Posted — UpdatedHe’s right, this angry old man in melting bronzer shouting in the July heat: Those of us who don’t like what’s going on in this country should get the hell out. “Go back,” as he said, to the “crime-infested places from which they came.” A fine idea.
For me, as with more than 30 million other Americans with my hyphenate, that’s tiny Ireland, the country once so infested with crime, famine, disease and assorted horrors of foreignness that its British overlords said a merciful God was doing a favor by killing off the starving masses.
What I found in that place where barefooted, Gaelic-speaking hordes once could not read an English sign are colleges nearly free to its citizens — good colleges, at that. Imagine, a family not having to bankrupt itself to help a child off to a better life.
That 19th-century hellhole has become a 21st-century heaven. The Irish have become us — what we wanted and aspired to. They are living our national narrative, a country open to those fleeing oppressors and lack of opportunity. Its prime minister would never gloat over a “send her back” chant at a hatefest directed at new members of the republic.
Back home in America, the unimaginable is the new norm: a fully blossoming fascism. We’re stuck in a hideous loop of hate. But it‘s also an idiocy loop.
Why are we arguing about something any second grader has already settled after looking around the classroom and realizing that nearly every other child is a descendant of someone from a foreign land?
This is how low Trump has taken us. We are a debased nation fighting over the scraps of our former principles. Should someone offer a resolution saluting the “purple mountain majesties” of the United States, every Republican would vote against it if Trump tweeted against a color that is not orange. Sen. Mitch McConnell, whose immigrant wife is indirectly a target of this sludge, would say, as he did about the “send-her-back chants,” that the president is “on to something.”
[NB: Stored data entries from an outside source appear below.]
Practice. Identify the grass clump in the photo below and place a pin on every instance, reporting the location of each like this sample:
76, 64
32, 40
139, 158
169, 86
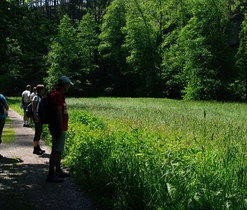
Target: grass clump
159, 153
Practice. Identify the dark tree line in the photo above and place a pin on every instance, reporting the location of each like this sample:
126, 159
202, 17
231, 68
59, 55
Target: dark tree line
191, 49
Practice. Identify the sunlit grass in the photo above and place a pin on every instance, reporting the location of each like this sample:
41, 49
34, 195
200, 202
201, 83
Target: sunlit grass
8, 135
144, 153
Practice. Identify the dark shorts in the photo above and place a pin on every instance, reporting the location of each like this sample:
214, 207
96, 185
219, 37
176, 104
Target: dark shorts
38, 131
25, 106
58, 140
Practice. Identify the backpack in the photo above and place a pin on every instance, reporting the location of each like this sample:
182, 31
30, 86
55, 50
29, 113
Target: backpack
29, 110
48, 110
1, 106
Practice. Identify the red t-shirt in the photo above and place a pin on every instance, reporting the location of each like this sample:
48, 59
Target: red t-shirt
58, 99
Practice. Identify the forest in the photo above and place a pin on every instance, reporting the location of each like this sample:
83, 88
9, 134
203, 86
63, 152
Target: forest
179, 49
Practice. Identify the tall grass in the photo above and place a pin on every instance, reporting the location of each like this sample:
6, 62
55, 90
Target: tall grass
159, 153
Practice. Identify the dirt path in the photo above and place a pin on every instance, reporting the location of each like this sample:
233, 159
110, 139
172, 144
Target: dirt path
23, 177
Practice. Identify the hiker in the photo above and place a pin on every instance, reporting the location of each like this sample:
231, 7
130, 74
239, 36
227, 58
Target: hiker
4, 108
34, 93
37, 108
58, 127
25, 99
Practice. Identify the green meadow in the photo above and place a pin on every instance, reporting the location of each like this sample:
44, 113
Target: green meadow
146, 153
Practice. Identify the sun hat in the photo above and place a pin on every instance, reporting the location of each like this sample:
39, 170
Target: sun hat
65, 80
I’m against the dismissal of others with the pre-emptive pejorative of “white privilege.” It closes minds and ends conversations. But this is one case where white privilege applies. For Trump’s tweet wasn’t aimed at me. Nor was it directed at his vice president, the cipher and coward Mike Pence, himself an Irish-American.
Trump’s hate blast was directed solely at people of color.
His tweet was the textbook definition of racism. And I should add in the interest of full transparency, I disagree with much of the policy initiatives of the four left-wing congresswomen targeted by Trump. It was wrong and incorrect for them to make Nancy Pelosi’s disagreement with them about race. That episode was another textbook illustration of why the far left has trouble winning a majority.
I heard a similar thing when I went back: How could Irish-Americans vote for this awful man without becoming traitors to their heritage? For this Ireland has become what America used to be. If only America could be more like this Ireland.